陰陽姫 闇の果てに待つのは…



白【我は森羅万象を操る妖。135年前、神木の人間に封じ込められた妖よ。】

白棹は封印の経緯、呪いの件を話した。

白【そして、その呪いは今の器である翠の胸にも刻まれている。】

飛「しかし、何故今も呪いが必要なんだ?私が見た限り、貴方に人を襲う意志は無いだろ?」

飛鳥の疑問はもっともだ。長い間、神木に縛られ続けた白棹はもう諦めている。

白【…我を宿す事でその人間の周りは180°変わる。人は異端の者を蔑み、忌み嫌うのだ。
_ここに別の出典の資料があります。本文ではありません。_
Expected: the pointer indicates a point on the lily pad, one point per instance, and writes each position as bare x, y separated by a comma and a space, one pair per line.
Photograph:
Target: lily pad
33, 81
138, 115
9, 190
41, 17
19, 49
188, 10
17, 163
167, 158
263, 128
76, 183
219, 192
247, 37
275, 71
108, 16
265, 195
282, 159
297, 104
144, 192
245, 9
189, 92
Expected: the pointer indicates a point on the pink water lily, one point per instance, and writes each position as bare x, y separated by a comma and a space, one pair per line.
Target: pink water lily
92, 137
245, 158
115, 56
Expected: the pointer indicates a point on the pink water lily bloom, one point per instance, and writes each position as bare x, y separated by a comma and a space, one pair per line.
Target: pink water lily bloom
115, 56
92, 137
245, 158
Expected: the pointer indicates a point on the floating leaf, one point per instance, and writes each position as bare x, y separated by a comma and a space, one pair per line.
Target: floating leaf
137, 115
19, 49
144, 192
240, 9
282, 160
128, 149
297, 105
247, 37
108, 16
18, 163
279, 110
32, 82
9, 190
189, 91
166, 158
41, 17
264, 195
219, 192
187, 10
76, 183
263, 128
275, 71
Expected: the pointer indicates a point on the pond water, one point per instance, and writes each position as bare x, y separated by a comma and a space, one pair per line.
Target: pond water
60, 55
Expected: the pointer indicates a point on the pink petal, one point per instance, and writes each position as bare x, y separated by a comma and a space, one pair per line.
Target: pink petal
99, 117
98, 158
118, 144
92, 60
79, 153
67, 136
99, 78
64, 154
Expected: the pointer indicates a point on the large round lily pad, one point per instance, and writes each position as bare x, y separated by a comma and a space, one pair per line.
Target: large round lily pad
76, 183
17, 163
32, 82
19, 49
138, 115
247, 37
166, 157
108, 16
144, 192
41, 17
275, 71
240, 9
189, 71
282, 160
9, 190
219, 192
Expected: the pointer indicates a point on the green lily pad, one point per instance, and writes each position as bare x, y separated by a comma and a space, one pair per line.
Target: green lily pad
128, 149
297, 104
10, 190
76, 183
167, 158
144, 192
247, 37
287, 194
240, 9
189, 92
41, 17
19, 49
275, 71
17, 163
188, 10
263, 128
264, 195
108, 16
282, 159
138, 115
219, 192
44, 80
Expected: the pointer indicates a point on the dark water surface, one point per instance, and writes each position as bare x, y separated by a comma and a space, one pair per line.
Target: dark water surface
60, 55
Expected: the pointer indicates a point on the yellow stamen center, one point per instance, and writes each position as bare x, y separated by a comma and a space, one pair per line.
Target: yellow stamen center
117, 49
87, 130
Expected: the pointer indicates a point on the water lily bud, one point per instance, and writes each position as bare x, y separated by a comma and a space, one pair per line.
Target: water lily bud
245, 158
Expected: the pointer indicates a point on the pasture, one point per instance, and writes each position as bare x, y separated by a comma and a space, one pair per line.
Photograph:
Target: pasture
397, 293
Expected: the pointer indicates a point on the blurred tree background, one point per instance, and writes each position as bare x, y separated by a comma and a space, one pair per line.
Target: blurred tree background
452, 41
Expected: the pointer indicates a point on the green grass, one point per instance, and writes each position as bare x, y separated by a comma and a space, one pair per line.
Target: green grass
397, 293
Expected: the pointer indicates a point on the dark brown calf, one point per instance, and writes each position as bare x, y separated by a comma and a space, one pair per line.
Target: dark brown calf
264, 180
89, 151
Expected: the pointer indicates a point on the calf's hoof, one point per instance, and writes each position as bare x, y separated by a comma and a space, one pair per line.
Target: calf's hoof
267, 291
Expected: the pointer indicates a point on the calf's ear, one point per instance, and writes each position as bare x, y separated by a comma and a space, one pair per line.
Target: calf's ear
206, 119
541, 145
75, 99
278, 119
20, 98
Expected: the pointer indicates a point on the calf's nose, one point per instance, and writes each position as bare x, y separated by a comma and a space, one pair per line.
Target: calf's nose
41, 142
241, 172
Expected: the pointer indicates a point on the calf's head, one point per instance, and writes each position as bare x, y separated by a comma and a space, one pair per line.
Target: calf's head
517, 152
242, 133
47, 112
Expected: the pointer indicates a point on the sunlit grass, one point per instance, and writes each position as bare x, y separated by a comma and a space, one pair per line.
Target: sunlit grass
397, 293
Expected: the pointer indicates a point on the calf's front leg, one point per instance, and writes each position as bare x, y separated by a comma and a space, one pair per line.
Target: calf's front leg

想像してみるがよい、人には成し得ぬ力を手に入れた人間が明日には自分達に牙を向くやも知れぬ。恐ろしかろう?】

想像してみるが、そんな事は漫画や映画の話であって、イマイチ現実味が無い。

白【ふむ、わからぬか。しかしそれも仕方ない…実際に体験しない限り、こうゆう事はわからん。】

フーッと息を吐き、首を振る。

白【この呪いは人間に対し嫌悪、憎悪など負の感情を持つと発動する。橘の小僧、覚えがあろう?】

拓「あ、入学式!」

白棹の問いかけにすぐさま入学式の事を思い出す。

確かにあの時の翠は胸を押さえ苦しそうだった。